Im Südosten des Landes stehen in dieser Hafenstadt weitere IKRK-Lagerhallen mit 1700 Quadratmetern Fläche. Nairobi und Mombasa bilden zusammen ein respektables «mittelständiges Logistik- und Transportunternehmen».

Ein sicherer Hafen

Mombasa gilt als einziger funktionierender und vor allem sicherer Hafen an der afrikanischen Küste des Indischen Ozeans zwischen Moçambique und Djibouti.
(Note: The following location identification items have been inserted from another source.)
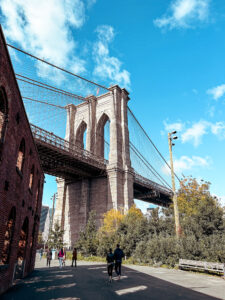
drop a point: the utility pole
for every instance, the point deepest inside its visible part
(176, 212)
(53, 208)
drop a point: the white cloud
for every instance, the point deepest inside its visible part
(178, 126)
(197, 130)
(44, 29)
(185, 163)
(217, 92)
(108, 67)
(184, 14)
(195, 133)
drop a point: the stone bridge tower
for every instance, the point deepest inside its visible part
(115, 188)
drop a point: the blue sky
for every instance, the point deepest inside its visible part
(170, 55)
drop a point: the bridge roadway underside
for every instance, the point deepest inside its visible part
(151, 195)
(60, 163)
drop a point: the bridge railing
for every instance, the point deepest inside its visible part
(155, 186)
(54, 140)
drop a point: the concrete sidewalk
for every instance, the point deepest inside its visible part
(90, 281)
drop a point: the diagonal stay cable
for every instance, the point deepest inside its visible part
(48, 87)
(151, 142)
(59, 68)
(149, 166)
(42, 102)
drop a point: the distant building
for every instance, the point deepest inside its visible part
(148, 214)
(21, 180)
(45, 222)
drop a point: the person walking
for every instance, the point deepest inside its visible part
(41, 253)
(110, 263)
(60, 256)
(118, 255)
(64, 258)
(49, 257)
(74, 257)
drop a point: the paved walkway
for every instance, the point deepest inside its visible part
(89, 281)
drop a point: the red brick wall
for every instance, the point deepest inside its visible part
(18, 194)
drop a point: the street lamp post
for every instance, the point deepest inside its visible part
(176, 212)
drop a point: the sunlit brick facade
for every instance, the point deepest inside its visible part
(21, 180)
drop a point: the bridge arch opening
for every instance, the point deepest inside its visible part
(81, 135)
(103, 137)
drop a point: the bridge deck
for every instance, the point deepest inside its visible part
(63, 159)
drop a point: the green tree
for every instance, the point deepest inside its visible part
(55, 239)
(88, 242)
(200, 212)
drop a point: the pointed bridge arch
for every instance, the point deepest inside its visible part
(102, 136)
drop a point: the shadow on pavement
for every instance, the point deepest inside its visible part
(88, 282)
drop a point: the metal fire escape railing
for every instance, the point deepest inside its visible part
(58, 143)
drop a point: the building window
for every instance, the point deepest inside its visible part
(5, 255)
(37, 197)
(21, 156)
(31, 181)
(23, 241)
(3, 115)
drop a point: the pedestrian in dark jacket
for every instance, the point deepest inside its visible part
(110, 263)
(49, 257)
(74, 257)
(118, 255)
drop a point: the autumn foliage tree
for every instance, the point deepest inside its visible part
(154, 240)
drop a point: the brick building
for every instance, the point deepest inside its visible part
(21, 180)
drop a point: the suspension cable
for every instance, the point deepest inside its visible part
(59, 68)
(151, 142)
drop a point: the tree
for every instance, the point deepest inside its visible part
(111, 221)
(132, 230)
(87, 242)
(55, 239)
(200, 211)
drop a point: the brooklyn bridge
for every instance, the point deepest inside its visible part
(91, 141)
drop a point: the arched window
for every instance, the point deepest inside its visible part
(31, 180)
(23, 240)
(21, 156)
(81, 135)
(103, 137)
(3, 113)
(10, 225)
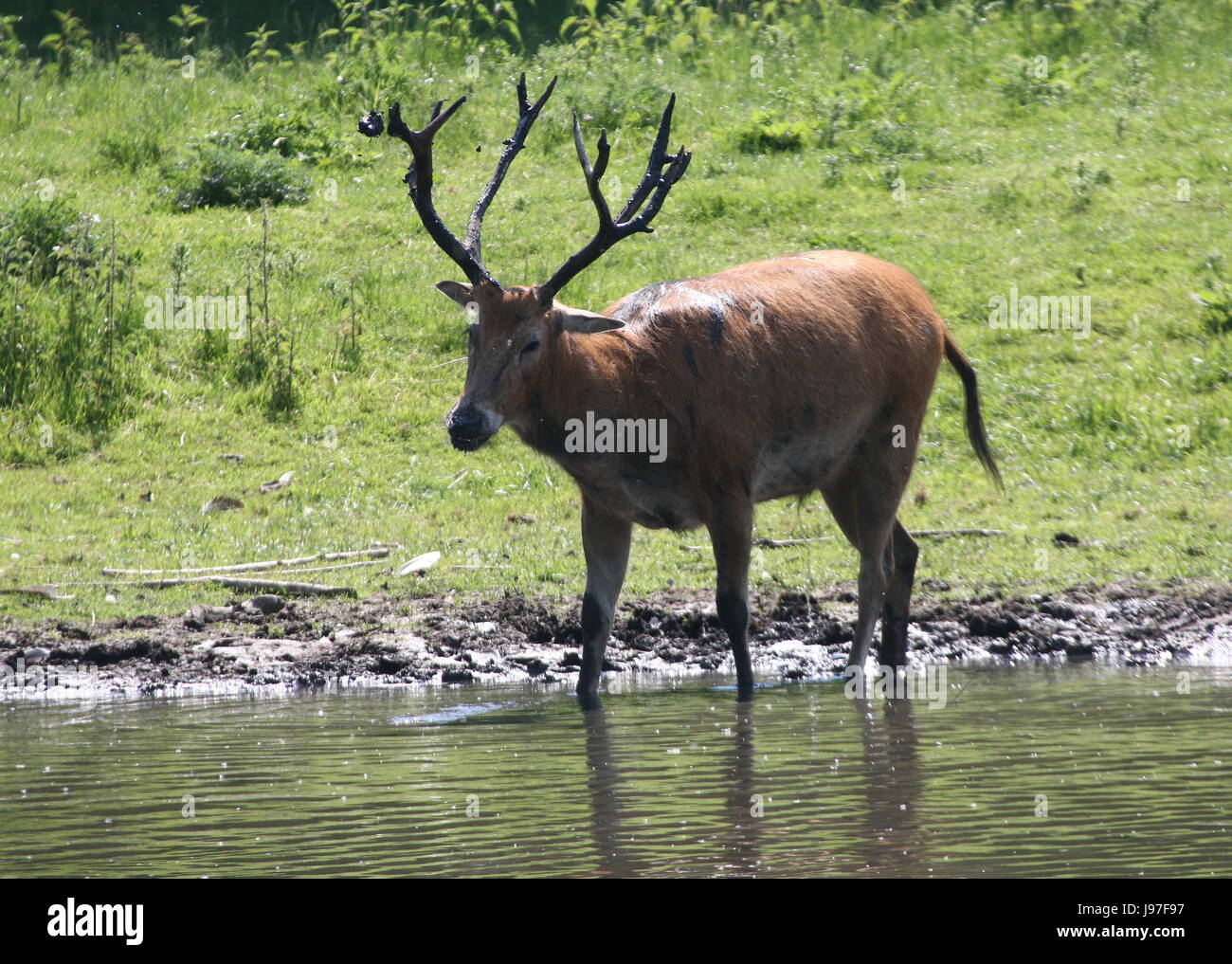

Hier treffen Hilfsgüter für das IKRK aus aller Welt ein, werden zwischengelagert und mit Lastwagen oder mit der Bahn nach Nairobi weitertransportiert.

Erfahrener Logistikchef

Beat Mosimann, der Schweizer Chef des IKRK-Logistikzentrums, ist ein erfahrener Transportunternehmer in Sachen humanitärer Hilfe – aber nicht nur: Er war 1993 während der Balkankriege für das IKRK schon in Kroatien und 1994 nach dem Völkermord in Ruanda.

Das Leid Vertriebener ist Mosimann nicht fremd. Auch deshalb sieht der Familienvater seinen Posten in Nairobi nicht als sichere Etappe. Er sitzt seit gestern selber in einem Lastwagen Richtung Ostkongo. (W. Br.)